Every couple months, I’ll point out a cute kid and remind my husband that I’d like to be pregnant in two years.  It’s been "two years" for about three years now.  When I recently revised it to one year and ten months, he freaked out and said, “What happened to two years?”

I understand his hesitation.  Whenever I see a frustrated mother dragging around a screaming child, I immediately break into a cold sweat.  Given my own personality and that of my husband, I suspect our kid will be especially prone to whining and throwing tantrums.

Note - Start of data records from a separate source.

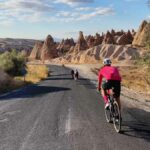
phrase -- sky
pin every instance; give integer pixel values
(35, 19)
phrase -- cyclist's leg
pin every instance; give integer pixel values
(117, 90)
(118, 101)
(104, 91)
(104, 96)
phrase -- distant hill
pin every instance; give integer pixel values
(18, 44)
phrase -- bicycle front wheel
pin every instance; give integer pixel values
(116, 117)
(108, 115)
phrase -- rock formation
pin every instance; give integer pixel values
(129, 37)
(90, 41)
(65, 45)
(108, 39)
(81, 43)
(98, 39)
(36, 52)
(48, 50)
(142, 37)
(97, 53)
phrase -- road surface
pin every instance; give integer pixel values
(63, 114)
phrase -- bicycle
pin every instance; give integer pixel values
(112, 113)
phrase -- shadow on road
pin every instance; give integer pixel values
(87, 83)
(32, 91)
(140, 127)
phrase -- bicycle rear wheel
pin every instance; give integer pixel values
(108, 115)
(116, 117)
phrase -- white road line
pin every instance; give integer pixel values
(27, 138)
(68, 122)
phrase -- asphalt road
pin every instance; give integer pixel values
(63, 114)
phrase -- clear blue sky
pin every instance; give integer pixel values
(64, 18)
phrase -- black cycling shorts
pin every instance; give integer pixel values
(113, 84)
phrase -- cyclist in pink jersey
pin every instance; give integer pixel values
(112, 80)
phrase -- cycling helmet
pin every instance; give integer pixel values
(107, 61)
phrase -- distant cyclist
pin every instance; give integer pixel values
(112, 80)
(76, 74)
(72, 74)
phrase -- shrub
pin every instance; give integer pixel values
(12, 62)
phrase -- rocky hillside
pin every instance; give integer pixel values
(45, 50)
(18, 44)
(95, 54)
(142, 37)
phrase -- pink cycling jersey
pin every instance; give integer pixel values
(109, 73)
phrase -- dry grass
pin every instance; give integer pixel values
(134, 77)
(35, 73)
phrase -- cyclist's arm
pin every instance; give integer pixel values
(99, 80)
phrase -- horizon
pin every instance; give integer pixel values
(24, 19)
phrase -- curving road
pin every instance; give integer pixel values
(63, 114)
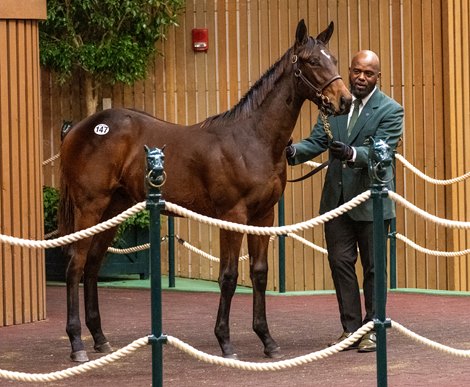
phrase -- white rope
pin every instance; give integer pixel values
(77, 370)
(51, 234)
(440, 221)
(412, 168)
(129, 250)
(430, 343)
(308, 243)
(113, 222)
(270, 366)
(208, 256)
(431, 252)
(45, 162)
(313, 164)
(280, 230)
(232, 363)
(204, 254)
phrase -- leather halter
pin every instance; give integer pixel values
(318, 90)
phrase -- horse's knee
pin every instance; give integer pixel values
(259, 273)
(228, 281)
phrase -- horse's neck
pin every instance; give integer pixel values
(276, 116)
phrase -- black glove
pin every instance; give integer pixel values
(290, 150)
(341, 151)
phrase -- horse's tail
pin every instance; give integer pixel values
(66, 213)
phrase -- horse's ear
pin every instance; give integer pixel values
(301, 35)
(326, 35)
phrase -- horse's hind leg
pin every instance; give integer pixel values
(74, 273)
(230, 243)
(258, 250)
(78, 253)
(90, 287)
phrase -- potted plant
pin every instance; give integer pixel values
(131, 233)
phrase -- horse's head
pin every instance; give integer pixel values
(380, 159)
(316, 71)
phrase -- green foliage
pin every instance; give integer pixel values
(140, 220)
(113, 40)
(51, 204)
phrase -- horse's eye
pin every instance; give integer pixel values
(314, 61)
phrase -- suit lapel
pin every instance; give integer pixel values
(366, 113)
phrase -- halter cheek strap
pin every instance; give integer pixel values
(318, 90)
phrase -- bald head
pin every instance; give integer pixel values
(364, 73)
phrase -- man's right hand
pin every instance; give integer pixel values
(290, 149)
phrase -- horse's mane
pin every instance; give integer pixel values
(255, 95)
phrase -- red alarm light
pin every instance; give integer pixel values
(200, 39)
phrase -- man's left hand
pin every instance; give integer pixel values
(341, 151)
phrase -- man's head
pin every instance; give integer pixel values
(364, 73)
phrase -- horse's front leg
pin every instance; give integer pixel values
(230, 244)
(258, 250)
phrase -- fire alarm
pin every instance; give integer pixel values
(200, 39)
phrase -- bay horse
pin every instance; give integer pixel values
(231, 166)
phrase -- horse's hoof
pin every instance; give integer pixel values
(103, 348)
(274, 353)
(79, 356)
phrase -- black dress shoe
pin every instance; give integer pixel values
(368, 342)
(344, 336)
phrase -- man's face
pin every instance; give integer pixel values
(363, 76)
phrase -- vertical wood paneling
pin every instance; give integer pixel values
(22, 285)
(425, 61)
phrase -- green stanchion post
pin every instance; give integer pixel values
(393, 253)
(380, 158)
(171, 252)
(155, 203)
(282, 247)
(393, 244)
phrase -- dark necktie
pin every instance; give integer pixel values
(354, 116)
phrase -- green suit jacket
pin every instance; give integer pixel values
(381, 118)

Nonetheless, I really do want to be a mother... eventually.  My reasons are as follows:

1.) I refuse to let these twin-bearing hips go to waste.

2.) As illustrated in the movie Idiocracy, I feel compelled to pass on our genes.  Our kids will no doubt be uncoordinated, allergic to everything, and have giant feet, but at least they’ll be intelligent.

3.) As illustrated in the show Toddlers & Tiaras, there’s a lot of bad parenting going on.  I’m confident that I will be able to avoid the major pitfalls and make only minor mistakes, like guilt-tripping my kids for ruining my social life.

4.) I have a phobia of becoming a lonely old person.  When your kids get older, they’re obligated to call you on a regular basis and invite you over for holidays.


Since motherhood is looming, my career crisis needs to be resolved ASAP.  It’s hard enough for a new mother to maintain an existing career, let alone jump-start a new one.  I will also admit that I’m not sure I’m cut out to be a stay-at-home mom.  I think I’ll be a better mother if I have at least a part-time job to escape to.  Maybe I’ll feel differently once I have my own child.  I’m basing this theory purely on other people’s children.

Bottom line: I'm feeling the time pressure.  The back of my mind keeps repeating, “Must have thriving career in two years.  Must have thriving career in two years...”  Oh wait, one year and ten months.  Crap.